Information on these problems can be found in Sections 1.1 and 1.2 in Chapter 1 and Section 2.2 in Chapter 2.
6.2.2 The solution for feature extraction
Identifying a solution for feature extraction is the most important contribution of this research, as the selection method is always needed to reduce the number of noisy information from microarray data. In our solution, we utilised the universal computation power of ANNs and the evolutionary ability of GAs to extract informative genes from a specific microarray data sets. Three main steps in our feature extraction model are: (a) initialising a population of potential members to the problem, i.e. GA chromosomes; (b) computing fitness values for each member in the population using a 3-layer feedforward ANN; and (c) evaluating the fitness of each member in the population using GA crossover and mutation operators.
• The order of genes selected based on the selection frequency of genes, i.e. the number of times that the gene is selected, and the fitness accuracy of the gene subset, i.e. the number of times that the sample is correctly labelled in the class for the selected gene, is calculated.
• The fitness accuracy and the number of fitness evaluations for each GA cycle, i.e. GA generation, are preserved.
• The flexibility to alter parameters, such as types of activation function to be used to compute fitness values, the population size, the fitness evaluation size, the network size, the fitness precision level and the gene list corresponds to a specific fitness accuracy to be displayed.
• The simplicity of the model in which only the fundamental parameter settings are applied which reduce the possible risks arising from the complex model and also provides generalisability in handling multiple types of data structures, i.e. microarray data and bioassay data, in the bioinformatics field.
• Retaining all highly fitted members for the next generation, excepting the least fit member which is replaced by the new member in the next generation.
6.2.3 The prototype implementation and Evaluation
The prototype of the feature extraction solution has been implemented using a C++ programming language in LINUX environment to realise the proposed techniques. This prototype helps to validate our approach and shows the possibility of using ANN as a fitness generator for a GA, as well as extracting informative features from the high dimensional data and in the highly imbalanced data with different data representations. The prototype provided a fundamental basis for conducting our experimental study.
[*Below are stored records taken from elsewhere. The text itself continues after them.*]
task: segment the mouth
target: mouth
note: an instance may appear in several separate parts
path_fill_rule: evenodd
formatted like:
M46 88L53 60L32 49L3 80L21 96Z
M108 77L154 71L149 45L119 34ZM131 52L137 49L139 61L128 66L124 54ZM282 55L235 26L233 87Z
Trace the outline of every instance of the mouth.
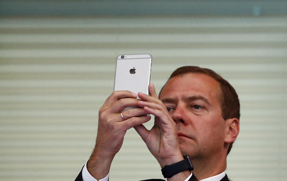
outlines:
M179 138L180 137L186 137L186 138L189 138L189 137L186 135L183 134L181 132L179 132L177 133L177 136Z

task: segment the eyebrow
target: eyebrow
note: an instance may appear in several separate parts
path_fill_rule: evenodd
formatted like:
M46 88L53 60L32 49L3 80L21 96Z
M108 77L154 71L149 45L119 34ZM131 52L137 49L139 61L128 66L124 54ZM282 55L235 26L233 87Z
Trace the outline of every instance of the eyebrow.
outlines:
M201 100L204 101L209 105L211 105L210 102L208 101L208 100L207 99L201 96L189 96L187 98L185 99L185 100L189 101L195 101L195 100Z
M196 100L201 100L206 102L209 105L211 105L210 102L208 101L208 100L202 96L198 95L189 96L185 99L184 100L188 101L192 101ZM175 103L177 102L177 100L172 98L167 98L163 99L161 101L164 103Z

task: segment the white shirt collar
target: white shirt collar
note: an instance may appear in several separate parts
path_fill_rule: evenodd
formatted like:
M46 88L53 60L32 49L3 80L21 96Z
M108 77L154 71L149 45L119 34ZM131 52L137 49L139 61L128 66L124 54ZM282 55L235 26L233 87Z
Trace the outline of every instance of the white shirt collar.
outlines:
M225 172L224 171L218 175L207 178L199 181L219 181L225 176Z

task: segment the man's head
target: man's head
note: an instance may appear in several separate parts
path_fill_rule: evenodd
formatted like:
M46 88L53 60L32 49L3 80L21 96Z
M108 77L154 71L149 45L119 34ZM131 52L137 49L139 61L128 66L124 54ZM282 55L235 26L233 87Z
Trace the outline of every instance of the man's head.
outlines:
M197 80L198 81L197 81ZM181 81L183 82L181 82L181 84L176 84L176 82L179 82ZM194 90L191 90L189 93L187 92L189 90L192 90L193 89ZM180 93L181 96L184 97L185 96L186 97L193 96L193 99L194 100L203 100L202 102L207 102L207 107L208 107L209 110L207 110L206 112L203 114L204 115L198 114L196 115L196 114L193 113L189 116L192 117L193 115L196 115L196 116L193 117L193 119L200 119L204 116L207 118L210 116L213 116L211 118L214 118L217 115L215 112L213 112L212 111L216 108L217 106L216 104L218 104L218 108L219 109L220 116L222 120L226 121L228 120L234 118L237 119L238 121L239 120L240 117L240 104L238 96L235 90L228 82L210 69L193 66L185 66L177 69L171 74L167 83L161 90L159 95L160 99L162 100L164 100L164 99L165 99L166 101L167 100L167 98L170 98L167 96L172 96L172 94L169 93L172 91L172 90L174 90L175 92L176 91L178 93L181 90L184 90L184 91ZM184 95L186 92L187 94ZM193 95L188 95L188 93ZM162 96L164 96L164 97ZM179 97L176 98L175 97L172 99L174 98L178 99L180 99ZM212 102L213 100L217 101L217 102L214 102L213 104L208 105L208 103L210 104L210 102ZM205 101L207 101L204 102ZM179 102L178 101L177 104ZM193 103L193 102L190 102ZM185 105L188 106L188 103L187 102ZM178 106L178 104L175 104L176 106ZM197 108L199 106L196 106L198 107L196 107ZM178 108L179 108L180 107L178 107ZM175 108L174 110L176 109L176 108ZM206 108L204 108L205 109ZM173 109L172 111L175 114L178 113L175 113ZM207 115L209 116L208 116ZM176 116L174 117L175 117ZM185 118L187 119L187 118ZM176 119L175 118L174 119ZM184 121L181 120L181 121ZM187 121L186 122L188 121ZM193 124L192 123L190 123ZM219 129L218 130L220 129ZM210 139L212 138L210 138ZM227 154L230 152L232 147L233 142L230 143Z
The performance of the prototype has been evaluated via experimental study which serve the following purposes:
• The performance of prototype, each with a different ANN activation function, to extract informative genes from the microarray data.
• The minimal sizes of GA population and fitness evaluation for efficient marker identification. • The ability of prototype to handle different platform of microarray data.
• The ability of prototype to extract important genes that were lower expressed in microarray data set. • The ability of prototype to handle a highly imbalanced data with multiple data representations.